Bündnisse des Widerstands von unten

Gewerkschaften suchen neue Wege

Mitte Mai hatten das Zukunftsforum Gewerkschaften und das Soziale Netzwerk Stuttgart zu einem Kongress über die Lage der Gewerkschaften und ihre künftige Entwicklung eingeladen. Die fast 200 Teilnehmenden forderten, die Gewerkschaften müssten wieder eine außerparlamentarische Bewegung werden.
Sie warfen der Politik vor, sie verschärfe die Wirtschaftskrise durch Sozialabbau, Deregulierung der gesamten Ökonomie und durch ihre Steuerpolitik. Der Staat werde auf eine reine Ordnungsfunktion zurückgeführt, da sich das Kapital den Sozialstaat nicht mehr leisten wolle. Die Sozialdemokratie sei mit ihrer Standortpolitik mit sozialer Flankierung gescheitert. Sie habe ihre Vorstellungen von Gerechtigkeit und Zusammenarbeit mit den Gewerkschaften aufgegeben.
Damit werde die Gewerkschaftsbewegung in die Rolle der Opposition gedrängt. Um dieser Rolle gerecht zu werden, befindet die Abschlusserklärung, ist Autonomie notwendig, d.h. eigenständige Entscheidungen, unabhängig von Regierungen und Parteien und der Aufbau einer eigenen politischen Kompetenz mit der Zielsetzung »Schutz der abhängigen Arbeit«.
Weil die Gewerkschaften als Einheitsgewerkschaft die einzige Klassenorganisation seien, müssten in ihr alle politischen Strömungen vertreten sein. Die Teilnehmenden forderten einen Paradigmenwechsel in der Wirtschafts- und Sozialpolitik und eine harte Opposition gegen Sozialabbau und Krieg. Angesicht der Globalisierung sei eine Internationalisierung der gewerkschaftlichen Arbeit und eine Vernetzung mit der globalisierungskritischen Bewegung notwendig.

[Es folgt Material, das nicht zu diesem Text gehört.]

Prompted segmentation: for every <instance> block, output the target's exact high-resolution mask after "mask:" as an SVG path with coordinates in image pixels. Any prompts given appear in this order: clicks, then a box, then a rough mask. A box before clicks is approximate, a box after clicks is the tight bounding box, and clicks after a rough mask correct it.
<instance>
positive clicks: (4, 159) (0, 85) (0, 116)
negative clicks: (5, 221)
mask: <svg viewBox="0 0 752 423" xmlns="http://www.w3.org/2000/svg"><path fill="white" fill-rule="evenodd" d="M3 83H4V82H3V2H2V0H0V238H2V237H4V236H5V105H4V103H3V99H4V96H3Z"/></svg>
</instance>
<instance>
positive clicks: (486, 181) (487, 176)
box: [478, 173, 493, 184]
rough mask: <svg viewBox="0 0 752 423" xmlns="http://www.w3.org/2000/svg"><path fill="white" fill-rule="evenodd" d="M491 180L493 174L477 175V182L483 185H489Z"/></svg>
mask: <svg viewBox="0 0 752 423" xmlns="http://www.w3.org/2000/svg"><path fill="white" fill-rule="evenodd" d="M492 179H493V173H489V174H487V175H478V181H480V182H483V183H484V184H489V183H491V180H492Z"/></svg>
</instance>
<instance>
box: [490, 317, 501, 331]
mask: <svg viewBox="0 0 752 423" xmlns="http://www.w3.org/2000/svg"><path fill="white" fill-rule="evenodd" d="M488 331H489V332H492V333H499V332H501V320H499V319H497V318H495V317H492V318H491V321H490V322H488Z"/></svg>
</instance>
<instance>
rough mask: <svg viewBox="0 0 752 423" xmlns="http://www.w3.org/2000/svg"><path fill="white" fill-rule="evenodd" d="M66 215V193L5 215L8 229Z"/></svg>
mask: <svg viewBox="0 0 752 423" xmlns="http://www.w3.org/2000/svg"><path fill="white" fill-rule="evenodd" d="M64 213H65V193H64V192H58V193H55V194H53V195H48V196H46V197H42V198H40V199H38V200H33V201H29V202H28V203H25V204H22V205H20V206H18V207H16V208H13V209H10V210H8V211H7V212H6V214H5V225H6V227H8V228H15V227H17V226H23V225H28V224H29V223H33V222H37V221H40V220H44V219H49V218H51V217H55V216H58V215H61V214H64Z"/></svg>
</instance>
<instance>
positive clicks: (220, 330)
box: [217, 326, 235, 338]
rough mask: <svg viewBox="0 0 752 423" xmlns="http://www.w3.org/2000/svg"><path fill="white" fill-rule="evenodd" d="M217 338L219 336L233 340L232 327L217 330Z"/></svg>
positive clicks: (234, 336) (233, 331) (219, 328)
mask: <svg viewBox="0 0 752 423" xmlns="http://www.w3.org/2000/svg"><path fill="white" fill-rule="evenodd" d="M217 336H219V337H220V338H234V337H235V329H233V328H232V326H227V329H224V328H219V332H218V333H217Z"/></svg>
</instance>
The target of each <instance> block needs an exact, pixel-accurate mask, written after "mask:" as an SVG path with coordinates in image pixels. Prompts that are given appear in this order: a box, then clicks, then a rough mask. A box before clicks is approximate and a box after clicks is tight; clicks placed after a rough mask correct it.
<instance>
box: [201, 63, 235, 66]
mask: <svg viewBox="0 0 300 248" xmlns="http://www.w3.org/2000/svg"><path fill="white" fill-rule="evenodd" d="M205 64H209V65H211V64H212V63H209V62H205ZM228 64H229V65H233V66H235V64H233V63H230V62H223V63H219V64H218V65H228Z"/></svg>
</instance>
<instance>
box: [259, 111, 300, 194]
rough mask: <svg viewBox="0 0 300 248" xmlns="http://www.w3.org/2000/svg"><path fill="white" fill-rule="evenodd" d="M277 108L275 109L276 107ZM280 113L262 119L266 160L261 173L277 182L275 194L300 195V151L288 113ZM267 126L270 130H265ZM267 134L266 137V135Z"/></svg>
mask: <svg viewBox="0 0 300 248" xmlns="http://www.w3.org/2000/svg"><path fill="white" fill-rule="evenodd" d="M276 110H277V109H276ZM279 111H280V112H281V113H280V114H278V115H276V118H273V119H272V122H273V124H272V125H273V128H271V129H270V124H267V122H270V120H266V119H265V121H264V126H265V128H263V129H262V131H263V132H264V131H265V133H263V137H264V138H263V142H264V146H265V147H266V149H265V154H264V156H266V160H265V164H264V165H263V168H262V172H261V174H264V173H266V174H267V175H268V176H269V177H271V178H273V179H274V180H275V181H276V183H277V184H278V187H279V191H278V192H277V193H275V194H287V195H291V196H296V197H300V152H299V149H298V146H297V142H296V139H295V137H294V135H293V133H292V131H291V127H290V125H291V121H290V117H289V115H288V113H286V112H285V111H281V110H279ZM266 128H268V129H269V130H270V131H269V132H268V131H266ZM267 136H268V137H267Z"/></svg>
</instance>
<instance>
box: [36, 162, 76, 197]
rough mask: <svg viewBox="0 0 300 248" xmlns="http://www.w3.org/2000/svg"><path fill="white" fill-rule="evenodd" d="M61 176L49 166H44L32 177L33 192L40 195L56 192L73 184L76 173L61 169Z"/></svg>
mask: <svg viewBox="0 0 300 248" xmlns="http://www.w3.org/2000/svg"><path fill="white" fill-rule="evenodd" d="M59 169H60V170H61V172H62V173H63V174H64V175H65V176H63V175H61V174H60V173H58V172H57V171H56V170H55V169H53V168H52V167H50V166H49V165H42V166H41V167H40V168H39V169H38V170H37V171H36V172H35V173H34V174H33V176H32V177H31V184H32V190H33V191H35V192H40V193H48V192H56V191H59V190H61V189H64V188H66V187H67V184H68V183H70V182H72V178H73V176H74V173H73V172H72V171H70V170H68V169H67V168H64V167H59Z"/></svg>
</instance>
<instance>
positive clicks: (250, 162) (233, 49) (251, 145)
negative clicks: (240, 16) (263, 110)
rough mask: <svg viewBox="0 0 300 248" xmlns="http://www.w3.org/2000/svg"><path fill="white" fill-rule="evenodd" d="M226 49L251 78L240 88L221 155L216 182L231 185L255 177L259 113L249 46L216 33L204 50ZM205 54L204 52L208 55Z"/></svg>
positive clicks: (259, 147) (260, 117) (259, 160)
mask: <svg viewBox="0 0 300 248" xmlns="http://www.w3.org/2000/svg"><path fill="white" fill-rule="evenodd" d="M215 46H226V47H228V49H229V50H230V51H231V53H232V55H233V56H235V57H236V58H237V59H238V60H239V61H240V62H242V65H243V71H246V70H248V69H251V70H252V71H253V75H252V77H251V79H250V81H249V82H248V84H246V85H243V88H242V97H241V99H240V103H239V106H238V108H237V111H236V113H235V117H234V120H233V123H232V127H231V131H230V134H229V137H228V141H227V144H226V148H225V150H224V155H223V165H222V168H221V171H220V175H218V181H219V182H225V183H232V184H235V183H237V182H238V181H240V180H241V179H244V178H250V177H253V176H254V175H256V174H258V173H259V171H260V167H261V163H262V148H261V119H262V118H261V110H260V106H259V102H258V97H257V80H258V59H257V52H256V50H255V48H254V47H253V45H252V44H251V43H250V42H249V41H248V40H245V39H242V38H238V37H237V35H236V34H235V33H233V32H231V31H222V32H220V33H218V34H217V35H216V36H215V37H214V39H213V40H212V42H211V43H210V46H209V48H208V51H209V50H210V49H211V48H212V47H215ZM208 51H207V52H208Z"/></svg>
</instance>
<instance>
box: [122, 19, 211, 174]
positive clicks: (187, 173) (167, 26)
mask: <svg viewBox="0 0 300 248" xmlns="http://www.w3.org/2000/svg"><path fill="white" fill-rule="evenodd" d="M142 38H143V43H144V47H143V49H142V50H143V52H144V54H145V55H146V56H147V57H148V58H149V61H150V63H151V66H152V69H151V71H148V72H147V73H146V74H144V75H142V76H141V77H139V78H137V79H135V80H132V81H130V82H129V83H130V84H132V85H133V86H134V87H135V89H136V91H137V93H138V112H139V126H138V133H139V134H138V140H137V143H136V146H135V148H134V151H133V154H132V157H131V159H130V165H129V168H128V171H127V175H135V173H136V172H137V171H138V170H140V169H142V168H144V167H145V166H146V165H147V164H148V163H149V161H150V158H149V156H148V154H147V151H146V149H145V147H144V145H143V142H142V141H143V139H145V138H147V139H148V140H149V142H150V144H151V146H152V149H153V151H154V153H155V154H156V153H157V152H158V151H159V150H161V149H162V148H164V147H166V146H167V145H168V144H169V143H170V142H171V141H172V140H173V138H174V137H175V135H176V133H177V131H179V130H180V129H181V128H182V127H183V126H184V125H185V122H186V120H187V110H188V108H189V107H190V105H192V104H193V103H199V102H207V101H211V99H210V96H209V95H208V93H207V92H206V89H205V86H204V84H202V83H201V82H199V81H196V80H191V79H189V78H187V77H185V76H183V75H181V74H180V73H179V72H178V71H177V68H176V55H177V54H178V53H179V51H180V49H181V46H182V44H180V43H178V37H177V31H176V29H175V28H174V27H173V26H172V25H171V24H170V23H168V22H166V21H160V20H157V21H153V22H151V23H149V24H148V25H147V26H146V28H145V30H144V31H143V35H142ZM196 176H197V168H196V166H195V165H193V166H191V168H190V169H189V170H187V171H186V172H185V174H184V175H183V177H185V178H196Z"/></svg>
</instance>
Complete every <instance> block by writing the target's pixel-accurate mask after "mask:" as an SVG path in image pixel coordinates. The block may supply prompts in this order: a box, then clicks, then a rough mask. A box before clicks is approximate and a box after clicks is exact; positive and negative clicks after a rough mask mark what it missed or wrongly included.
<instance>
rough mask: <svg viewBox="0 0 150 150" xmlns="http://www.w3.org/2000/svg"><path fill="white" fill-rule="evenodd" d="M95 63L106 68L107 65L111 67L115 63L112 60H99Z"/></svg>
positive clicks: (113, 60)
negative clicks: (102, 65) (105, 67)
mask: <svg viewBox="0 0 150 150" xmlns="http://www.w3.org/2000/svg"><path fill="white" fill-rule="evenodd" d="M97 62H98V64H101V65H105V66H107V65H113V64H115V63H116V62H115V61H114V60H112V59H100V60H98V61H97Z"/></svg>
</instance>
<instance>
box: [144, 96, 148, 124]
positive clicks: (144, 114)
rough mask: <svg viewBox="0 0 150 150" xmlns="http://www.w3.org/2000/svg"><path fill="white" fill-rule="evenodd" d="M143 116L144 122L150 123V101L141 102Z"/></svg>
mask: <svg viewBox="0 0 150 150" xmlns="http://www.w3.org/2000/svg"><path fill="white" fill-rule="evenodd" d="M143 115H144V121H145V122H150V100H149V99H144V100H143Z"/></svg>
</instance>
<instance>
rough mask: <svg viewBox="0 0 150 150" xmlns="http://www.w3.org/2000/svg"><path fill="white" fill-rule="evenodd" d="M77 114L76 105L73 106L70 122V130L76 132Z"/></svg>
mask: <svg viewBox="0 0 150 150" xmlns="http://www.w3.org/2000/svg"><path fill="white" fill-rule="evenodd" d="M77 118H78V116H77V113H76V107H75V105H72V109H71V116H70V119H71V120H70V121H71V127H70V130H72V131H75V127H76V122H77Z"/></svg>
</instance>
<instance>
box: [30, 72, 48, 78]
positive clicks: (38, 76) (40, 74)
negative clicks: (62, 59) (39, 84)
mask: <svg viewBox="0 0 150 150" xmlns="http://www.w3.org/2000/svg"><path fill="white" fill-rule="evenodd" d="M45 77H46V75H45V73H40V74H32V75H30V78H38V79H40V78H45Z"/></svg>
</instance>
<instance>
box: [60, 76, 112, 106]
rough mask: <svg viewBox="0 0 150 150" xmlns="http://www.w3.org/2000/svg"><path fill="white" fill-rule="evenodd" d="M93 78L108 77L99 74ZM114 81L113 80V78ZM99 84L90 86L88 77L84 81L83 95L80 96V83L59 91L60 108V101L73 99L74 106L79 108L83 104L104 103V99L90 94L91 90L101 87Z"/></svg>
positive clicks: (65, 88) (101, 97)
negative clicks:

Da die SPD nicht mehr der politische Ansprechpartner der Gewerkschaften sei, konstatierte Frank Deppe, sei eine Neuformierung der Kräfte links von der SPD notwendig. Es brauche eine Neugründung (ähnlich Rifondazione Comunista in Italien), weil es eine Renaissance der traditionellen Linksparteien nicht mehr geben könne.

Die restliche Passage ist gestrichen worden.